Monday, January 1, 2018

Let's Act Now to Preserve Our Health Care




Our Health Care is at Risk in 2018


2018 is going to bring big risks in health care for all of us because the radical rightists in Congress want to cut or eliminate programs that we all depend on at some point in our lives. The radical rightists have deliberately created a crisis in the funding for Medicare and Medicaid by passing a tax cut primarily for the very rich. The tax cut will reduce the government’s revenue, and the radical rightists will use that reduction to claim that we cannot afford the programs on which we depend. 

We Must Provide Health Care for All Americans


The truth is that we can afford these programs, and, as claimed in a recent letter to the Post Crescent, we have a moral responsibility to provide health care for all Americans in a sustainable way.  Moreover, we should do so not merely from of a sense of charity but because, if we do not do so, most of us will soon be unable to afford the health care that we need.

Health Care Will Soon Be Unaffordable for Most Americans


“Wait a minute,” you may say. “Most Americans don’t depend on Medicare or Medicaid. Most Americans receive health insurance through their jobs, and they are not in danger of losing it.” That is true, but each year, the insurance costs more and covers less.  The employee’s share of the cost of health insurance is growing, and so are deductibles and co-pays. We have not yet reached a crisis point in employer-sponsored health insurance, but there is little doubt that we will reach a crisis soon. Health care is already unaffordable in the unsubsidized individual market, and cuts in Medicare may well come this year. Soon, health care will also be unaffordable for most Americans.

We Must Act Together


This is unacceptable, and we can do something about it. However, if we are to succeed, we must act as a community and not just as a scatter of individuals because the rising cost of health care has causes in the structure of health care delivery that an individual cannot address. No individual has the market power to bargain effectively with big insurance companies or monopolistic health care providers.  So, we must work together either through government programs or through cooperative action because if we do not, most of us will risk joining the hundreds of thousands of Americans who declare bankruptcy every year because they cannot pay for the health care that they receive.

In short, providing health care for all of us in a sustainable way is not a matter of charity. It is a matter of survival.
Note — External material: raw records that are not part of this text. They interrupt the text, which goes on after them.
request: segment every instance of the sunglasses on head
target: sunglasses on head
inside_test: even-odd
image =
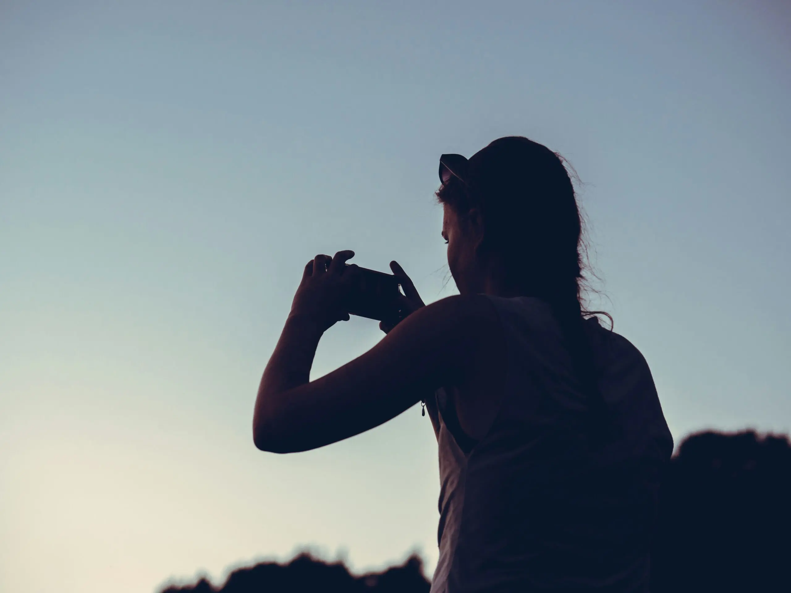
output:
[[[445,185],[456,177],[461,183],[466,183],[470,167],[470,161],[460,154],[443,154],[440,157],[440,181]]]

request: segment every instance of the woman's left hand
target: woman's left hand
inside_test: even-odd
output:
[[[289,316],[310,319],[323,332],[338,321],[348,321],[343,303],[357,266],[346,266],[346,263],[354,256],[354,251],[346,250],[332,258],[319,255],[308,262]]]

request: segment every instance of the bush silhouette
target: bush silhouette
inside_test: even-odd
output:
[[[754,432],[688,436],[662,486],[652,593],[791,591],[791,444]],[[427,593],[422,561],[355,576],[302,553],[162,593]]]
[[[791,445],[702,432],[671,461],[652,553],[652,593],[791,591]]]
[[[235,570],[220,589],[201,579],[162,593],[428,593],[430,588],[423,562],[415,555],[383,572],[354,576],[342,562],[325,562],[305,553],[285,564],[261,562]]]

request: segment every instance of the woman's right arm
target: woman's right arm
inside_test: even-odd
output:
[[[265,375],[256,445],[275,452],[322,447],[395,417],[423,393],[464,384],[497,323],[486,297],[449,296],[415,311],[370,350],[315,381],[284,389]]]

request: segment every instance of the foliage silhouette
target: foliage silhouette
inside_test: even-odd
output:
[[[687,437],[663,484],[652,593],[791,591],[789,554],[788,438]]]
[[[285,564],[261,562],[239,568],[215,588],[206,579],[172,585],[162,593],[428,593],[423,561],[412,555],[399,566],[355,576],[342,562],[325,562],[303,553]]]
[[[791,444],[755,432],[688,436],[662,487],[652,593],[791,591]],[[161,593],[427,593],[422,561],[355,576],[302,553]]]

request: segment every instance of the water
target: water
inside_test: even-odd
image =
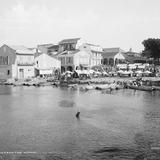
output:
[[[0,86],[0,159],[160,159],[159,97]]]

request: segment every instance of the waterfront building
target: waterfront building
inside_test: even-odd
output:
[[[39,53],[45,53],[50,56],[57,54],[59,50],[59,45],[58,44],[41,44],[37,46],[38,52]]]
[[[39,53],[35,56],[35,75],[52,75],[55,70],[60,70],[61,61],[55,56]]]
[[[123,53],[125,53],[125,51],[119,47],[117,47],[117,48],[104,48],[103,51],[104,52],[102,54],[102,57],[103,57],[103,64],[104,65],[113,66],[116,64],[117,60],[119,61],[119,63],[125,61],[125,57],[123,55]]]
[[[34,52],[24,46],[0,47],[0,79],[34,76]]]
[[[82,38],[64,39],[59,42],[58,59],[61,60],[61,71],[88,69],[100,65],[102,47],[86,43]]]

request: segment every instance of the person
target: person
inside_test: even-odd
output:
[[[79,119],[79,116],[80,116],[80,112],[78,111],[78,112],[76,113],[76,118]]]

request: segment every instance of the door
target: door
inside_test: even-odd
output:
[[[20,79],[24,78],[24,69],[19,69],[19,78]]]

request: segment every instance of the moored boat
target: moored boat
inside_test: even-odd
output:
[[[154,91],[155,89],[152,86],[136,86],[136,85],[129,85],[130,89],[135,89],[135,90],[141,90],[141,91]]]

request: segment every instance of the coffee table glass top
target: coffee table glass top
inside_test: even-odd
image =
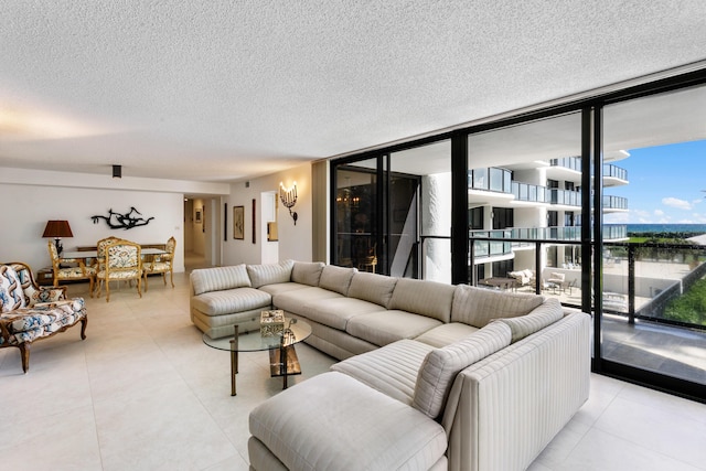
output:
[[[290,321],[292,321],[290,323]],[[289,332],[287,332],[287,327],[289,325]],[[223,336],[221,339],[211,339],[205,333],[203,334],[203,343],[206,345],[225,350],[228,352],[258,352],[263,350],[272,350],[278,349],[280,346],[288,346],[299,343],[311,335],[311,325],[301,319],[285,319],[285,342],[282,342],[281,335],[270,335],[263,336],[260,335],[260,330],[255,329],[249,332],[239,332],[238,341],[233,342],[235,339],[235,329],[233,330],[232,335]]]

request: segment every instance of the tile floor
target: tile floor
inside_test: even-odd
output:
[[[189,320],[185,274],[176,288],[150,278],[142,299],[121,287],[109,303],[87,283],[87,339],[73,328],[32,349],[22,374],[0,350],[2,469],[247,470],[247,416],[277,394],[266,352],[240,356],[238,395],[229,358],[205,346]],[[303,374],[333,358],[298,346]],[[588,403],[531,465],[546,470],[706,470],[706,405],[593,375]]]

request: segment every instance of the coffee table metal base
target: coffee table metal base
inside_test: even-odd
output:
[[[231,396],[236,396],[236,376],[238,374],[238,327],[235,325],[235,338],[231,340]],[[286,358],[282,362],[280,358]],[[287,378],[301,374],[299,357],[295,345],[280,346],[269,351],[270,377],[282,377],[282,389],[287,389]]]

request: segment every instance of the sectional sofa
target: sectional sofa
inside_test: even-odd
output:
[[[521,470],[588,398],[589,315],[554,298],[291,260],[191,289],[212,336],[284,309],[341,360],[250,413],[255,470]]]

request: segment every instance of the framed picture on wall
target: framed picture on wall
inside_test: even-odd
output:
[[[233,206],[233,238],[245,238],[245,206]]]

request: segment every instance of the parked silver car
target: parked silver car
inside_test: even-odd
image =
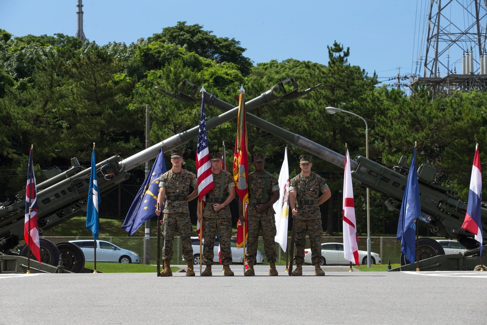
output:
[[[234,263],[244,263],[244,248],[240,248],[237,247],[237,241],[233,238],[230,239],[230,246],[232,249],[232,261]],[[203,238],[203,244],[205,243],[205,238]],[[197,237],[191,237],[191,244],[193,247],[193,264],[194,265],[200,265],[200,240]],[[218,256],[218,247],[220,246],[220,242],[218,239],[215,239],[215,247],[213,248],[213,262],[218,263],[219,262]],[[259,250],[257,250],[257,255],[255,258],[256,263],[264,263],[264,255]],[[183,260],[185,261],[184,257]]]
[[[86,262],[94,261],[94,241],[70,240],[79,247]],[[119,263],[140,263],[140,256],[134,251],[125,249],[114,244],[104,240],[96,241],[96,262],[112,262]]]
[[[358,251],[358,262],[362,265],[367,264],[367,252],[365,250]],[[382,264],[382,259],[377,253],[371,252],[371,262],[372,264]],[[311,264],[311,249],[304,249],[304,263]],[[345,259],[343,244],[341,243],[326,243],[321,244],[321,265],[348,265],[350,262]],[[355,263],[352,263],[355,265]]]

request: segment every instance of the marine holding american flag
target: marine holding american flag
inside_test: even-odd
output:
[[[221,153],[210,153],[214,187],[206,194],[206,204],[203,215],[200,213],[200,201],[198,201],[196,209],[198,220],[203,225],[203,238],[205,239],[203,259],[206,267],[201,273],[202,276],[212,275],[213,248],[217,232],[220,236],[224,274],[234,275],[230,268],[230,265],[232,263],[230,241],[232,237],[232,215],[228,204],[235,197],[235,183],[233,182],[232,174],[222,169],[222,157]]]
[[[162,248],[162,259],[164,269],[161,276],[171,276],[170,262],[172,258],[172,241],[174,232],[177,229],[181,238],[183,256],[187,263],[186,275],[194,276],[193,268],[193,248],[191,244],[191,234],[193,227],[189,219],[189,210],[187,202],[198,196],[198,180],[196,176],[190,172],[183,169],[183,151],[171,152],[171,163],[172,168],[161,176],[157,195],[157,206],[155,214],[161,214],[160,208],[167,198],[163,218],[164,243]],[[189,187],[195,191],[187,195]]]

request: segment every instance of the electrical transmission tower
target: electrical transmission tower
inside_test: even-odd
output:
[[[423,76],[415,76],[412,91],[423,83],[434,97],[454,90],[487,90],[486,1],[431,0],[426,51],[419,61]]]

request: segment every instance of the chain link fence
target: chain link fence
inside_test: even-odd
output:
[[[84,237],[76,236],[72,237],[47,237],[44,238],[53,242],[54,244],[58,244],[70,240],[77,240],[80,239],[93,239],[91,237]],[[367,251],[367,237],[358,237],[357,242],[358,249]],[[100,237],[99,240],[105,240],[112,243],[117,246],[132,250],[140,255],[142,263],[147,264],[155,264],[157,262],[157,237],[151,237],[149,239],[145,237]],[[342,237],[323,237],[321,243],[343,243]],[[144,246],[145,246],[145,247]],[[162,246],[162,243],[161,243]],[[171,264],[174,265],[186,264],[183,261],[182,249],[181,238],[175,237],[173,242],[173,250],[174,255],[171,260]],[[288,249],[291,247],[291,238],[288,237]],[[305,247],[310,247],[309,240],[306,238]],[[264,254],[264,244],[262,237],[259,238],[258,249]],[[371,237],[371,250],[380,255],[382,259],[382,263],[387,264],[390,261],[391,264],[397,264],[400,263],[401,258],[401,243],[395,237]],[[199,248],[198,249],[198,252]],[[281,246],[278,244],[276,244],[276,251],[277,253],[276,265],[286,265],[286,253],[282,251]],[[145,257],[145,259],[144,259]],[[288,255],[289,259],[289,255]],[[268,264],[266,259],[264,260],[264,264]]]

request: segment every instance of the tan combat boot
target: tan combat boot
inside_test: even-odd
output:
[[[205,270],[201,273],[201,276],[211,276],[211,266],[207,265],[205,267]]]
[[[296,269],[293,271],[293,275],[303,275],[303,267],[300,264],[298,264],[296,265]]]
[[[269,268],[269,275],[279,275],[279,273],[276,269],[276,263],[274,262],[271,262],[270,268]]]
[[[252,264],[251,263],[250,264]],[[254,271],[254,266],[249,264],[248,268],[245,271],[244,275],[255,275],[255,272]]]
[[[225,276],[233,276],[233,271],[230,269],[229,265],[223,266],[223,275]]]
[[[172,271],[171,270],[171,260],[164,260],[164,269],[161,272],[161,276],[172,276]]]
[[[186,276],[194,276],[195,274],[194,274],[194,270],[193,268],[193,259],[191,259],[191,261],[187,261],[186,263],[187,265],[187,268],[186,269]]]
[[[315,264],[315,275],[324,275],[325,271],[321,269],[319,264]]]

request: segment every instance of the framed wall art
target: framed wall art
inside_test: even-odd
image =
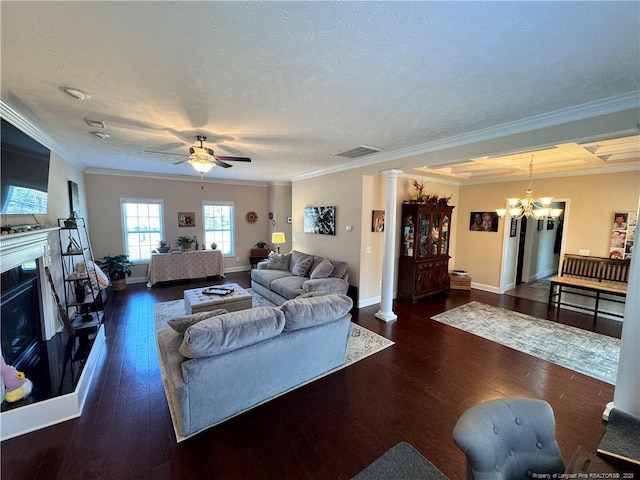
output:
[[[518,220],[516,220],[515,218],[512,218],[511,219],[511,230],[509,230],[509,236],[510,237],[515,237],[517,232],[518,232]]]
[[[498,214],[496,212],[471,212],[469,230],[473,232],[497,232]]]
[[[384,210],[373,210],[371,212],[371,231],[384,232]]]
[[[636,212],[614,212],[611,228],[609,258],[631,258],[638,225]]]
[[[336,234],[336,207],[305,207],[304,233]]]
[[[69,189],[69,213],[74,212],[76,216],[80,216],[80,193],[78,192],[78,184],[72,180],[67,181]]]
[[[178,227],[195,227],[195,212],[178,212]]]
We Can Work in Our State and in Our Community


National action to make health care affordable for all Americans will not come soon because the radical rightists in Congress are uninterested in the well-being of the American people. However, in Wisconsin, there are currently two proposals to deal with the crisis in the affordability of health care. The first, proposed by Rep. Genrich of Green Bay is called “Badgercare-as-a-Public-Option,” (BPO) and it calls for making Badgercare available for purchase on Wisconsin’s health care exchanges. Under this proposal, an individual who would not be eligible to receive Badgercare for free would be allowed to buy into the program to provide health insurance for his/her family. The cost would be lower than the cost of insurance in the private market because Badgercare is big enough to negotiate lower rate with health care providers.

The second proposal, which comes from Fox Valley Health Care, would have the residents of the Fox Valley form a cooperative to bargain with health care providers to obtain health care locally at a reasonable cost. The cooperative would begin as a coalition of local governments that would join together to provide health care for their employees at a reasonable cost. It would be able to do so because, like Badgercare, the cooperative would be large enough to bargain with the health care providers.  Once the cooperative was up and running, it would be opened to individuals as a way to provide affordable health insurance for themselves and their families.

The advantages of BPO are that it brings the resources of the state to bear on the problem, and it addresses the needs of the whole state. However, BPO will be difficult to enact in a legislature dominated by Republicans, and in addition, it only addresses the problem of providing affordable coverage. It does not address the cost of health care directly, and if the cost is not addressed, BPO may become unsustainable. However, Badgercare has the bargaining power to force cost reductions in the future if the state has the political will to do so.

The advantages of a local health care cooperative are that it does not require legislative action and that it addresses the cost problem directly.  The disadvantages of a local cooperative are that it addresses the problem only in the Fox Valley and that it depends entirely on local resources. 

Let’s Get to Work!


Fortunately, the two ideas are not incompatible. We can support BPO at the state level while working to form a cooperative here in the Fox Valley. We should support both of these initiatives as strongly as we can because our healthcare is at risk in 2018. What are we waiting for?